Pour Daigneault, l’une des premières étapes de ce processus sera d’ajuster ses méthodes à une nouvelle clientèle. C’est la première fois depuis qu’il a quitté les Chevaliers de Longueuil en 1984 que le natif de Ville-Émard sera entouré de joueurs d’âge junior. Il concède qu’une période d’ajustement sera nécessaire.
 
« C’est une bête différente. Mais ça m’a beaucoup aidé de retourner à un niveau plus bas l’an dernier parce que l’enseignement n’est pas aussi rigoureux dans la LNH, l’approche n’est pas la même. Le fait d’avoir travaillé avec des plus jeunes dans la Ligue américaine va m’aider dans le junior. »
 
Pour l’aider dans sa transition, il pourra compter sur Sylvain Favreau et Jon Greenwood, deux adjoints qui ont conservé leur emploi malgré le départ de Veilleux. Les Mooseheads avaient été bâtis pour tout rafler en 2019, alors qu’ils avaient été désignés comme l’équipe hôtesse du tournoi de la Coupe Memorial, mais Daigneault a fait ses devoirs et ne s’attend pas à un début de chantier trop difficile.  
 
« On a de bons prospects, on a fait des bons repêchages. Je pense à Justin Barron, un bon défenseur très mobile avec une bonne tête de hockey.
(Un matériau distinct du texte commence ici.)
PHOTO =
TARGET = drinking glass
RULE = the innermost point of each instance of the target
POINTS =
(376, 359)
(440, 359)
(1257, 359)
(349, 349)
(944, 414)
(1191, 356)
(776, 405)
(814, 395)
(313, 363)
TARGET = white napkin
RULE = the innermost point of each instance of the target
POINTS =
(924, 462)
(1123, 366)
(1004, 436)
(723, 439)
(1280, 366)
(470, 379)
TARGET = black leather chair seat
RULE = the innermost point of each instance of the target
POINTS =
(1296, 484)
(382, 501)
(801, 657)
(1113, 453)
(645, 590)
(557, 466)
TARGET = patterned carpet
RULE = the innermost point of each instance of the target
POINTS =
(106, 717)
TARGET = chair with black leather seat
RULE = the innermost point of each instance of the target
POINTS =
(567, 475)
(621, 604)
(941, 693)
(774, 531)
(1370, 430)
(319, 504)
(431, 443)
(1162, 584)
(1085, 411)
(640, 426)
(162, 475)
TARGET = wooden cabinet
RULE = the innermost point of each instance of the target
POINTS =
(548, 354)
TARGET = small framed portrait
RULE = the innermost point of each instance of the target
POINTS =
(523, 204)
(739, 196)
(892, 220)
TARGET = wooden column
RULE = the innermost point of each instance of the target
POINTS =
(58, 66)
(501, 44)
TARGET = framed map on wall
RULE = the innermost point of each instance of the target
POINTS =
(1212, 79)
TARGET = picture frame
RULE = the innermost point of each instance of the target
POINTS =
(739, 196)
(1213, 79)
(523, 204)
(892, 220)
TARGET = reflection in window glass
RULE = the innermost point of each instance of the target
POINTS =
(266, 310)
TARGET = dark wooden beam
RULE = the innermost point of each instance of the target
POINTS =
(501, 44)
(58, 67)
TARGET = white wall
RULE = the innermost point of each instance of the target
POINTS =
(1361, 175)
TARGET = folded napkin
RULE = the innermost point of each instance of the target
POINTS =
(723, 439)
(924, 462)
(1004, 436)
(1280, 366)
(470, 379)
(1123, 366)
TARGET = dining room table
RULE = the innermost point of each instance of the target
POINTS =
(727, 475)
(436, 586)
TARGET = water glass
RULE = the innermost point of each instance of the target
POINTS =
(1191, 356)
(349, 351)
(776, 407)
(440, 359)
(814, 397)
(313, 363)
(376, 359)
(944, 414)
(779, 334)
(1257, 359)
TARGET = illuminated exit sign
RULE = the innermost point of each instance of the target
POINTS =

C’est un jeune qui risque d’être repêché haut cette année. Il y a des bons joueurs qui vont s’attacher au club et prendre plus d’ampleur dans leur jeune carrière junior. »
 
« Les Mooseheads s’attendent à être compétitifs à chaque année. Les membres de l’équipe ne devraient pas être satisfaits d’où ils se sont rendus l’an dernier. C’est ce qui fait une carrière de hockey : ne jamais être satisfait des améliorations qu’on fait individuellement ou collectivement », dit Daignault, philosophe, avant de retourner à ses boîtes.